Now being rolled-out nationally, the NDIS is a voucher-based plan launched by the previous Labor government in 2012, designed from the recommendations of a 2011 Productivity Commission report.
While the corporate media and the entire political establishment presented the NDIS as a progressive and compassionate “reform,” the recommendations focused on cost-cutting and privatising measures. These included the closure of all state-run and government disability support programs, and their replacement by services offered, on a market basis, by profit-making or non-government operators, a process already underway.
Labor, which lost office in 2013, also instigated a related drive to push about half, or 400,000, Disability Support Pension (DSP) recipients off the pension, with a heavy emphasis on shifting disabled people into low-paid work.
Part of the plan was to limit the number of NDIS participants to 490,000. This is dramatically below the number of people living with a disability in Australia which is, according to a Australian Bureau of Statistics (ABS) 2015 report, one in five Australians, or 4.3 million people.

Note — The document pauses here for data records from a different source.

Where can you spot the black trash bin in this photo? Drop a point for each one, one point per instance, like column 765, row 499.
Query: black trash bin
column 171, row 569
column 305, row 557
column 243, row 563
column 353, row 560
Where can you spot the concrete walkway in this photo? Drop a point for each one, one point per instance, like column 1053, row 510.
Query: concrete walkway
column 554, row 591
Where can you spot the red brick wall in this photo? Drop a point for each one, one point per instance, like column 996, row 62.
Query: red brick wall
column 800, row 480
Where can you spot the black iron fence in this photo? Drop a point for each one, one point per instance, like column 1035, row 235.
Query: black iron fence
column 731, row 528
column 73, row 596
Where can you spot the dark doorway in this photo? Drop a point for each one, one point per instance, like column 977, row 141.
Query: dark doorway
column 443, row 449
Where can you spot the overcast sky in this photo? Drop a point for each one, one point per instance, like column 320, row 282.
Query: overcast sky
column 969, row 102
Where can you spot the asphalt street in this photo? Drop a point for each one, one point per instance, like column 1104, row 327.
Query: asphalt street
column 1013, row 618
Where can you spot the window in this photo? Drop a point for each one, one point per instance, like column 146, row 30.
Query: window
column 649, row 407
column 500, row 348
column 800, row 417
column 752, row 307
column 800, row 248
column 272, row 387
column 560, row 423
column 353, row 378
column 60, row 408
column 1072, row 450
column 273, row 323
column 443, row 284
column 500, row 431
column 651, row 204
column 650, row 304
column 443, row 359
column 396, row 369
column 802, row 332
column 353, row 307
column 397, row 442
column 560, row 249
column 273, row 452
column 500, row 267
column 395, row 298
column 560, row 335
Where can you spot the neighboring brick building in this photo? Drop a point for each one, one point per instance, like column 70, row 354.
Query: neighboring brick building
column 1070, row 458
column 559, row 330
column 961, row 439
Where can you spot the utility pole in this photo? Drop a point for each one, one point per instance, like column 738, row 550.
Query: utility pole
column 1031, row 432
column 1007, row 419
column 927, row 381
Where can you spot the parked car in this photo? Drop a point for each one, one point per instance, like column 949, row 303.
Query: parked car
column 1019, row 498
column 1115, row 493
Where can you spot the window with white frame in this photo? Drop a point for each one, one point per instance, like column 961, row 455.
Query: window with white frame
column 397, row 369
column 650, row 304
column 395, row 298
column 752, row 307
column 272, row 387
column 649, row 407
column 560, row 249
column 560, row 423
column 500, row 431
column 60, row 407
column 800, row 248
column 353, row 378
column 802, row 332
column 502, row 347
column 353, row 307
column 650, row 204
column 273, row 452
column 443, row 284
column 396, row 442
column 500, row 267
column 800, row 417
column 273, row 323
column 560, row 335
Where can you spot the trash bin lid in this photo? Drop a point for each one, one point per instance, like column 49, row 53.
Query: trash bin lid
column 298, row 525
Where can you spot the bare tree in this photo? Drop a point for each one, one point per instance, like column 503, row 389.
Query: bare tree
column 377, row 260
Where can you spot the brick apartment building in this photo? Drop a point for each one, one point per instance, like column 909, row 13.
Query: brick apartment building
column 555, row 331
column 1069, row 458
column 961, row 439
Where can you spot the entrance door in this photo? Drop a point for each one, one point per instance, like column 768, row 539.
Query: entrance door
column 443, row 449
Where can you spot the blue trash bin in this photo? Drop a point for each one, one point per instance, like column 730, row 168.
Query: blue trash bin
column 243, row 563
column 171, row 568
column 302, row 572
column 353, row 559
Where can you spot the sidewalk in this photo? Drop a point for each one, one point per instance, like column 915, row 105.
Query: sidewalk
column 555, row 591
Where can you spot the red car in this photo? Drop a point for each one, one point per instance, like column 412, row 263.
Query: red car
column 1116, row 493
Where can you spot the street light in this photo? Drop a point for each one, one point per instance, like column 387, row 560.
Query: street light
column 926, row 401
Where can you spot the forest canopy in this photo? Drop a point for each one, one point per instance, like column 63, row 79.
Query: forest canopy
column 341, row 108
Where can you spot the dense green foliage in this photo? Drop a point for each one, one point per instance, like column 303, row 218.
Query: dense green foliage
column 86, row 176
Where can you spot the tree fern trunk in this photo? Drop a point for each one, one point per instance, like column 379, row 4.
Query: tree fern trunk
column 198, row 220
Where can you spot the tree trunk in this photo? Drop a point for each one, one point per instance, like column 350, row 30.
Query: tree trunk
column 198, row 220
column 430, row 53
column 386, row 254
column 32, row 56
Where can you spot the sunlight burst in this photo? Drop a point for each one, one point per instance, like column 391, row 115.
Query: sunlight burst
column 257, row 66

Most of those, 78.5 percent, report living with a physical disability, while the remaining 21.5 percent report mental health or behavioural problems. The Productivity Commission limited the number of people with severe mental illness permitted to access the NDIS to just 57,000. The NDIS has since capped the number from this category to 64,000 by 2019–20.
According to unpublished findings from the National Mental Health Service Planning Framework, reported in the Australian, of those identified by the 2015 ABS survey, at least 290,000 require ongoing psychiatric and community support for mental health problems. Of this group, at least 100,000 have lost or are losing all support services as the NDIS rolls out.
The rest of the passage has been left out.